Hi, I'm not FreeBSD user, but developer of GNOME Shell integration for Chrome extension. Recently FreeBSD user reported that extension not works in FreeBSD. After debugging this issue we discovered that FreeBSD uses patch that changed path to Chromium policies and Native massaging manifests (https://svn0.us-east.freebsd.org/ports/head/www/chromium/files/patch-chrome_common_chrome__paths.cc). This patch forces Chromium to search Policies in "/usr/local/etc/chrome/policies" instead of "/etc/chromium/policies" and Native messaging manifests in "/usr/local/etc/chrome/native-messaging-hosts" instead of "/etc/chromium/native-messaging-hosts". In my opinion this is wrong because those locations are not documented by Google (https://developer.chrome.com/extensions/nativeMessaging#native-messaging-host-location and https://www.chromium.org/administrators/linux-quick-start). No one Chrome developer knows about this FreeBSD patch and other configuration files locations. If in FreeBSD those settings locations should be moved (because of some OS policies) those changes should be sent upstream and properly documented. As for now those silent changes lead to confusion.

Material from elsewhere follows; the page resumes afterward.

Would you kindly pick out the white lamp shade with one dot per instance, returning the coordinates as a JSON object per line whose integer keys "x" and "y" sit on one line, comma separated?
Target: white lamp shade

According to the FreeBSD directory hierarchy /usr/local/etc/ is where added applications like ports and packages keep their configuration settings and /etc/ keeps system configuration files and scripts. See hier(7) man page for further details.
Are there any atempts to send FreeBSD specific patches upstream? Like new patch in bug 212925 - those changes unknown for Chrome extensions developers. Anyway this issue have workaround in chrome-gnome-shell and may be closed.
(In reply to nE0sIghT from comment #2) Submitting our internal patch files to get reviewed upstream is the way to go. So, I'm working on it.